My plans for writing a sweet Christmas letter were lost somewhere between piles of laundry, forgotten bits of toast and dirty diapers. In fact, if I were to write a Christmas letter, I'd want to keep it tongue-in-cheek yet real, and it would go a little something like this:
Dear Grandma, Auntie, Uncle, Nana... you name it; we’ve got a relative for it.
It's the most wonderful time of year. I'd like to apologize in advance for not sending a photo of the family in matching Christmas pyjamas. While I wear pyjamas 85 per cent of the time, they are not the kind that would inspire a hearty rendition of "Jingle Bells."

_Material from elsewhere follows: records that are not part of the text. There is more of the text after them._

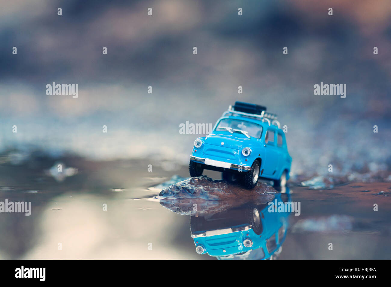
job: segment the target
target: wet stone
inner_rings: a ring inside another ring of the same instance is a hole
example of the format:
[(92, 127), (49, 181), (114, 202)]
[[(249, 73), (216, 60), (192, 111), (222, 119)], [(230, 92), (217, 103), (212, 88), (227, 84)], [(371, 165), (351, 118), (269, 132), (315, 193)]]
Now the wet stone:
[(239, 184), (201, 176), (172, 184), (162, 190), (156, 198), (164, 207), (180, 214), (211, 215), (250, 202), (266, 204), (274, 199), (276, 192), (264, 184), (248, 190)]

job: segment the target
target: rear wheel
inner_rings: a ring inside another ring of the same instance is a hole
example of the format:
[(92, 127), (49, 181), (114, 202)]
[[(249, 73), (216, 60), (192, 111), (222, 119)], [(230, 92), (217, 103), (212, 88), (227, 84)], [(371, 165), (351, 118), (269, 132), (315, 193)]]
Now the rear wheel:
[(199, 163), (190, 161), (189, 163), (189, 172), (192, 177), (199, 176), (204, 171), (204, 166), (202, 163)]
[(274, 186), (285, 186), (287, 184), (287, 171), (284, 170), (280, 179), (273, 181)]
[(251, 189), (256, 185), (259, 178), (259, 171), (260, 164), (258, 161), (255, 161), (251, 166), (251, 169), (244, 174), (244, 186), (249, 189)]

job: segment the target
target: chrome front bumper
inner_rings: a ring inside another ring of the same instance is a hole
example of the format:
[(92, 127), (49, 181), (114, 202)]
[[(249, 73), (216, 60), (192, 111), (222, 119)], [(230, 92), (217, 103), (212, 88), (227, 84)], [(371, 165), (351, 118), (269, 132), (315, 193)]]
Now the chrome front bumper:
[[(204, 159), (202, 157), (195, 157), (194, 155), (191, 155), (190, 156), (190, 159), (192, 160), (193, 161), (199, 161), (200, 162), (203, 162), (204, 163), (205, 163), (205, 159)], [(208, 160), (207, 159), (206, 159)], [(239, 164), (233, 164), (230, 163), (230, 162), (226, 162), (224, 161), (213, 161), (217, 163), (221, 162), (222, 164), (230, 164), (231, 167), (228, 168), (236, 168), (238, 170), (241, 169), (242, 170), (251, 170), (251, 166), (245, 166), (240, 165)], [(210, 163), (208, 164), (208, 165), (213, 165), (214, 166), (217, 166), (217, 167), (224, 167), (223, 166), (222, 166), (221, 165), (216, 165), (215, 164), (213, 164), (213, 163), (211, 164)]]
[(246, 226), (242, 227), (238, 227), (236, 228), (226, 228), (226, 229), (218, 229), (216, 230), (212, 230), (211, 231), (207, 231), (202, 233), (197, 233), (196, 234), (192, 234), (192, 238), (196, 238), (197, 237), (204, 237), (206, 236), (214, 236), (214, 235), (221, 235), (223, 234), (229, 234), (234, 232), (238, 232), (240, 231), (245, 231), (249, 230), (251, 229), (251, 225), (248, 225)]

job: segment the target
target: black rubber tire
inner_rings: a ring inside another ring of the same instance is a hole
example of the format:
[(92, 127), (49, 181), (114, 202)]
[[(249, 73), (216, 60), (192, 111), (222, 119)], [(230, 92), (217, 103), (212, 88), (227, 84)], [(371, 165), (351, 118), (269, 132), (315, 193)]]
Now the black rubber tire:
[(196, 176), (200, 176), (202, 175), (204, 171), (204, 165), (202, 163), (196, 162), (193, 161), (190, 161), (189, 163), (189, 172), (190, 176), (193, 177)]
[(237, 179), (236, 175), (232, 172), (223, 171), (221, 174), (223, 180), (227, 182), (234, 182)]
[(255, 183), (253, 182), (253, 174), (254, 173), (254, 170), (256, 165), (258, 166), (258, 180), (259, 179), (259, 174), (261, 170), (261, 165), (258, 160), (254, 161), (253, 163), (253, 165), (251, 166), (251, 169), (246, 171), (244, 173), (244, 176), (243, 177), (243, 184), (246, 188), (249, 190), (252, 189), (256, 185), (256, 182)]
[(282, 172), (282, 174), (281, 175), (281, 177), (280, 178), (280, 179), (274, 180), (273, 182), (274, 184), (273, 186), (274, 187), (278, 187), (279, 186), (281, 186), (281, 179), (283, 178), (285, 175), (285, 184), (284, 184), (283, 186), (285, 186), (287, 182), (287, 171), (284, 170)]
[[(257, 212), (259, 214), (259, 225), (258, 226), (257, 226), (256, 225), (255, 222), (254, 220), (254, 217), (253, 216), (253, 213), (255, 211), (254, 209), (256, 209)], [(251, 224), (253, 231), (254, 231), (255, 234), (258, 235), (262, 233), (262, 231), (263, 230), (263, 226), (262, 225), (262, 220), (261, 219), (262, 216), (260, 212), (260, 210), (259, 209), (258, 207), (256, 206), (253, 206), (249, 208), (247, 208), (246, 210), (246, 217), (247, 218), (247, 220)]]

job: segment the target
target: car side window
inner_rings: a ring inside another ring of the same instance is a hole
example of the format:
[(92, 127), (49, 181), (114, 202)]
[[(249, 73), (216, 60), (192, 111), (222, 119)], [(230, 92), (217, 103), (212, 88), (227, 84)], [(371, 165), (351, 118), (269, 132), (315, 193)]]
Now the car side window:
[(277, 135), (277, 146), (279, 148), (282, 147), (282, 135), (278, 134)]
[(274, 131), (268, 130), (265, 137), (265, 142), (267, 144), (274, 145)]

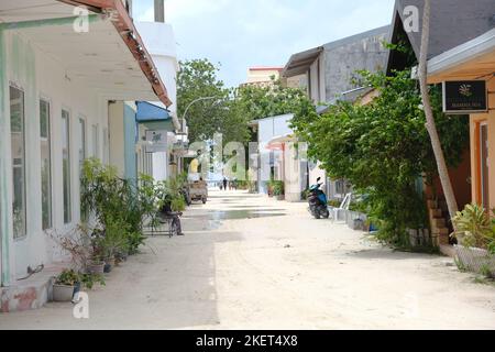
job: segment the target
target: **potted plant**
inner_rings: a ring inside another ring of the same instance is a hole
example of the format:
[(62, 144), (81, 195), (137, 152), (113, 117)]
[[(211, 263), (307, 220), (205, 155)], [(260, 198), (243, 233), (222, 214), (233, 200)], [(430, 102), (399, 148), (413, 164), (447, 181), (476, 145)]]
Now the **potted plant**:
[(268, 197), (272, 198), (273, 197), (273, 187), (274, 187), (274, 182), (273, 180), (268, 180), (266, 183), (266, 190), (268, 193)]
[(495, 277), (495, 220), (483, 207), (468, 205), (452, 221), (457, 229), (452, 235), (460, 243), (455, 246), (459, 265)]
[(284, 183), (282, 180), (275, 180), (273, 183), (273, 195), (277, 198), (277, 200), (285, 199)]
[(53, 285), (54, 301), (72, 301), (80, 288), (80, 276), (74, 270), (64, 270)]

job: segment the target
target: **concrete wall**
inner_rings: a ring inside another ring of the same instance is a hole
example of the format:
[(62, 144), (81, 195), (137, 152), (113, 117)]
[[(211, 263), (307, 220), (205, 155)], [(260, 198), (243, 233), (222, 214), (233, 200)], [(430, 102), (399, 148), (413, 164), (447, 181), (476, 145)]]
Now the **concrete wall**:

I am happy to report that as a mom of two small children, I couldn't be more addicted to sloppy yoga pants and embarrassed by the growing butt-shaped, laptop-warmed dent in the couch, but YAY for working from home!
2013 proved to be an excellent year. Our new baby boy is doing great and we can't believe how fast our two-year-old is growing. Her diet consists primarily of Goldfish crackers, pancakes and cookies, yet she miraculously continues to grow.
Our girl is funny, dramatic and loves to sing. She's pretty much a prodigy and busted out a great version of "Jesus Loves Me" at the post office the other day. After listening to her sing, bystanders clapped and begged for more. There were tears.
You find this scenario incredible? You weren't there.
Just the other day, our sweet girl woke up howling at 2 a.m. because she couldn't get her blanket re-arranged over herself. Why, we remember when she woke up at 2 a.m. because she was hungry! So much has changed.
Speaking of sleep, our son is now four months old and takes up an inordinate amount of space in our bed. When he sleeps, he's sort of like an octopus, all knees and elbows. The child should work for the CIA's Sleep Deprivation Unit. You see, as modern, Sea to Sky residents, we often co-sleep. We talk about the cry-it-out approach the same way some talk about clubbing baby seals.
Our little guy has also started teething. Clearly, teething is a major design flaw in humans. Why can't babies be born with a full set of teeth?
As I am writing this letter, I am happy to say that no one has thrown up in 24 hours. This is a major accomplishment as the Norovirus seems to be ravaging the Sea to Sky Corridor and our family seems to be a Venus flytrap for viruses.
If you are looking for gift ideas, I have a few suggestions. Please do not buy toys without an off button or talking dolls, they creep me out — the way they talk without their lips moving like ventriloquists... it’s freaky.
Do you know what talking dolls say? Stuff like, "Mommy feed me," and "time for a diaper change.” This is the kind of stuff I already hear like 40 times an hour from my own child for free.
While looking at my living room, which has exploded with toys and trinkets of every size, I'm thankful for the chaos. We are hanging in there, even if it's only by our fingernails. Maybe you feel this way sometimes too.
Cherish those you love this Christmas season. We’ll try to do the same.